By “this,” she meant the recent spate of new Internet stock offerings, where securities issued in the morning at nine or ten dollars per share are worth ten times more by the end of the day. As a result, these tiny companies, with fewer than a couple of hundred employees, with no real assets to speak of, and no earnings whatsoever, end up achieving “market caps” (the total value of all their stock) equivalent to that of major airlines and defense contractors ˜ companies that employ thousands, earn billions, and own planes, boats, factories, and real estate.

“How can this be?” my puzzled friend asked. She already understood that the prices of stocks are based on speculation more than valuation. She knew that the sky-high share prices of companies like Marketwatch.com and The Globe.com are based not on their current earnings (or losses) but on what people think these companies might earn at some point in the future. She knew that investors believe that the Internet and online marketing are going to be “the next big thing.”
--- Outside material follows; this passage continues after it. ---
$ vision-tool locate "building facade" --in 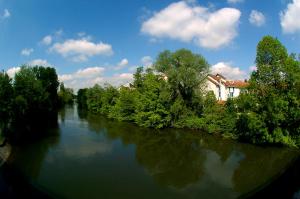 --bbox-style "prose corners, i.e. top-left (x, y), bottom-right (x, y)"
top-left (206, 74), bottom-right (249, 101)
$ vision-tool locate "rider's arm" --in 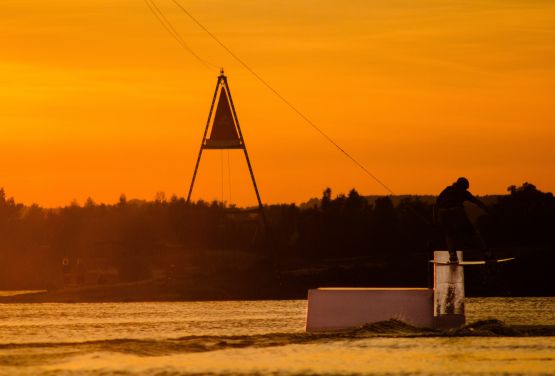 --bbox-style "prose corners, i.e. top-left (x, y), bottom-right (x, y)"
top-left (467, 192), bottom-right (489, 213)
What she didn’t know, however, is that the frenzy with which the financial community is investing in Internet issues is based less on earnings projections than it is on the needs of the stock market itself. The Internet is the “next big thing” not because it will actually be such a big thing, but because the markets need a big thing, any big thing, to keep themselves and the economy growing.

Consider, for a moment, if these Internet speculators are correct, and companies that conduct Internet shopping transactions will be making billions of dollars per year in the near future. Well then, if all this shopping is happening online what happens to the department store, the “superstore”, the mall, or downtown itself, for that matter? Shouldn’t the emergence of an Internet shopping universe also require the demise ˜ or at least a major contraction ˜ of the physical shopping universe? And then, of course, a corresponding collapse of the oil industry (no need to drive to the store) the banking industry (or at least the physical banks where we get our cash), and the commercial real estate market?

And who is going to bring all this stuff to us? Won’t this be a boom for the United Parcel Service, Airborne, and Federal Express? And, along the same lines, wouldn’t this also be a great time to invest in chiropractic services, orthopedics, and other treatments for the ailing backs of all the delivery people?

If investment bankers were earnest in their 21st Century earnings estimates for Internet companies, then they would also be calculating the impact of this consumption revolution on other industries and society at large. I suspect they are not ignoring these effects out of ignorance, but because they don’t really believe that Internet future they are promoting will actually come to pass.

It’s as easy, perhaps easier, to make money by predicting and provoking stock market gyrations than by accurately forecasting real shifts in the economic engine. When market valuations get into the stratosphere, it doesn’t take a Goldman or a Sachs to understand that share prices have more to do with psychology than with fundamentals.

An economy can only keep growing for so long before the resources fueling its expansion reach their limit. This is why today’s stock market bulls are counting on the Internet to serve the same role that the steam engine did in the industrial age: boost production and consumption to the levels required to continue the growth in prosperity.

The Internet is certainly a leap forward in technology, but it doesn’t really increase productivity in the same way that additional land, new resources, or mechanical devices did in the past. It simply replaces the means by which the same resources and products are distributed. While buying our goods online from distant warehouses may spur consumption by eliminating the added cost of retail showrooms and shuffling inventories, the only new things produced will be the computers and networks themselves.

Will life be better this way? Do we want to buy everything we need online? No one’s even asking those sorts of questions, because they have nothing to do with the real reason this vision of an Internet future is dominating the investment bankers’ latest tip sheets.

To brokerage firms, the Internet and the companies figuring out how to make it work are no more than an excuse to spur the Nasdaq average to new heights, and the best evidence of how an economy that is out of steam will find yet another “big thing” to keep the engine running.